[mod.telecom] TELECOM Digest V5 #64

smb@ULYSSES.BTL.CSNET (11/11/85)

	Date: Sat, 9 Nov 85 13:55:47 PST
	From: ihnp4!kitty!larry@ucbvax.berkeley.edu
	Subject: Re: Rochester telephone service
	
		Dialing speed (rotary (DP) or DTMF, no matter which) has absolutely NO
	effect on call completion success, the only exception being if your dialed
	digits are too slow or too fast for detection (i.e., < 6 || > 15 pps DP or
	> 10 digits/sec DTMF).  If you are in a crossbar office, you are effectively
	"offline" when dialing; your dialed digits are being decoded and stored in an
	`originating register' (OR).  Only when the OR detects the completion of a
	dialing sequence (or abort of same through a timeout) is the call routed to
	the `marker' for route section and transmission through the DDD network.

Umm -- that's not always the case.  When I lived in Durham, for example
(1972-1977), it most certainly was important.  (Durham is served by GTE.)  You
could hear the DTMF->pulse conversion going on as you dialed -- go too fast
and you'd confuse the switch.  This may, of course, have been an antiquted
switch; they didn't install automatic number identification equipment until
about 1974 or 1975, and then only under orders from the Utilities Commission.
Chapel Hill was even worse until Southern Bell bought the phone company from
the University (1978) and replaced the old step exchange with an ESS (1981).
One learned to listen to the click pattern as one dialed (rotary only, of course);
the wrong pattern of clicks meant you wouldn't get through.  (Have you ever tried
to exlain to a repair service clerk that you wanted to report a problem with
a bouncing relay on some trunk group, which you currently had seized, rather
than with some particular number?)  Once I was using an autodialer to call
the local Comp Center, on 933-9911.  The switch gave up after the first 3 or
4 digits and gave me a new dial tone in time for the fifth digit.  So I ended
up dialing 911...

		--Steve Bellovin
		AT&T Bell Laboratories

Anything I say here is my own opinions, not company policy, etc.

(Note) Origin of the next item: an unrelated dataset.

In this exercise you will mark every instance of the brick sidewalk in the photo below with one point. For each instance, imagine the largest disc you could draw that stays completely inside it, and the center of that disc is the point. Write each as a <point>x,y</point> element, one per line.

telecom@ucbvax.UUCP (11/27/85)

> Umm -- that's not always the case.  When I lived in Durham, for example
> (1972-1977), it most certainly was important.  (Durham is served by GTE.)  You
> could hear the DTMF->pulse conversion going on as you dialed -- go too fast
> and you'd confuse the switch.  This may, of course, have been an antiquted
> switch; they didn't install automatic number identification equipment until
> about 1974 or 1975, and then only under orders from the Utilities Commission.

  Well, I live in Durham now and I enjoy very much counting the clicks
while waiting for the conversion to catch up with my tone dialing.
If you listen carefully, you can still tell if you dialed the number
correctly by how many clicks you hear.